Here is the culrpit. It is quite a common part known by many names and brands, namely a Camdec 97226. I purchased a replacement part made by Tekonsha from Amazon which had a very ominous review attached. Apparently this particular reviewer’s solenoid was not manufactured very well and the crimped cap popped off. The internal solenoid bridged to ground and started a fire for him. I decided to hedge against this by wrapping the assembly in electrical tape hoping that it is strong enough to hold back the spring forces of the solenoid. Time will tell I suppose.
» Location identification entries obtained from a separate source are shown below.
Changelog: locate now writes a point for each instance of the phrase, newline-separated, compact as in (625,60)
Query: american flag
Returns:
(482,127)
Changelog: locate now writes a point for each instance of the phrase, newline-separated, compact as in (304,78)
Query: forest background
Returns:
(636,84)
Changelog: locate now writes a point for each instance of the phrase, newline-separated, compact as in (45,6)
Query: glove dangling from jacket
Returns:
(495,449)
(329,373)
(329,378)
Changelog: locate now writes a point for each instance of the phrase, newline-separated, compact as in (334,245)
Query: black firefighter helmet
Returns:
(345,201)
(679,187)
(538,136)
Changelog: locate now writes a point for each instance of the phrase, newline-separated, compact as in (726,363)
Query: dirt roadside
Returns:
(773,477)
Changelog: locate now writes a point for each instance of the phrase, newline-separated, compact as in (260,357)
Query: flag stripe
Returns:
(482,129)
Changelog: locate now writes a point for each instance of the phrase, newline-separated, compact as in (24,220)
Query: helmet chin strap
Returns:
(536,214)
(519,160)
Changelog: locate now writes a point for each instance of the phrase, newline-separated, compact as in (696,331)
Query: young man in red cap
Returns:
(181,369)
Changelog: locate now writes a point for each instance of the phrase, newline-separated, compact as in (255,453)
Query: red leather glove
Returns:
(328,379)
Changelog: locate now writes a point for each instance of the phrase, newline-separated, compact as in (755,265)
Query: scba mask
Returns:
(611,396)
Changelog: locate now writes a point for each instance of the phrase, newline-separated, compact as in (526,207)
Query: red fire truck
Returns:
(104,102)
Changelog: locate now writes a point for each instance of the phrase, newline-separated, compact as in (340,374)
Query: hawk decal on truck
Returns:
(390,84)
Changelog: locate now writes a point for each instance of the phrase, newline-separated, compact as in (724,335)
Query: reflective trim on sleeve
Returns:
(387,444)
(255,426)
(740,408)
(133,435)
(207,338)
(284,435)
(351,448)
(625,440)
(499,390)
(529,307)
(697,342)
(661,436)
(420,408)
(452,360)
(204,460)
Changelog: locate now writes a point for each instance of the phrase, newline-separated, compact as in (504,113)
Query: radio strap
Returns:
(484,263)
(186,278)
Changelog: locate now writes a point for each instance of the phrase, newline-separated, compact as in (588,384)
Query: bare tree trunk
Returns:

With some spousal assistance I located the chamber which housed this solenoid and the solenoid itself by asking her to repeatedly turn the ignition from run to off and listening and feeling for the clunk. In my coach it is behind a box labelled “Battery mode solenoid and relays”. Fitting enough. This box housed the solenoid to completely disconnect the coach batteries from the house 12v system (for storage or maybe something else), and this unit works fine. The other solenoid we were looking for was well buried and took a lot of effort to remove. It’s important to note that you are working in a box that has very large power lines in close proximity with very large grounds. If you were to play inside this box without disconnecting ALL batteries, AND household AC so that your converter isn’t powered, fantastic fire, explosion and personal injury could result. Take proper safety precautions!
After wrestling the old unit out and installing the new one it’s fairly easy to see the source of the failure. Now bearing in mind, a direct connect solenoid is probably the WORST way to accomplish charging your coach batteries from the alternator, the implementation in my particular motorhome is an abysmal failure. Leaving a voltmeter on my coach batteries and cranking the engine you can see the coach batteries dip down to 10v. Yes folks, the geniuses connected the solenoid to a line that is hot in both the run AND start positions. Attempting to crank the motorhome while this solenoid is engaged each and every time you start the motorhome will kill it in short order. There is also some question as to what happens when your generator is running, converter is charging and directly connected to your chassis battery as well as your alternator. Can you back feed an alternator? Is that bad for it? Who knows!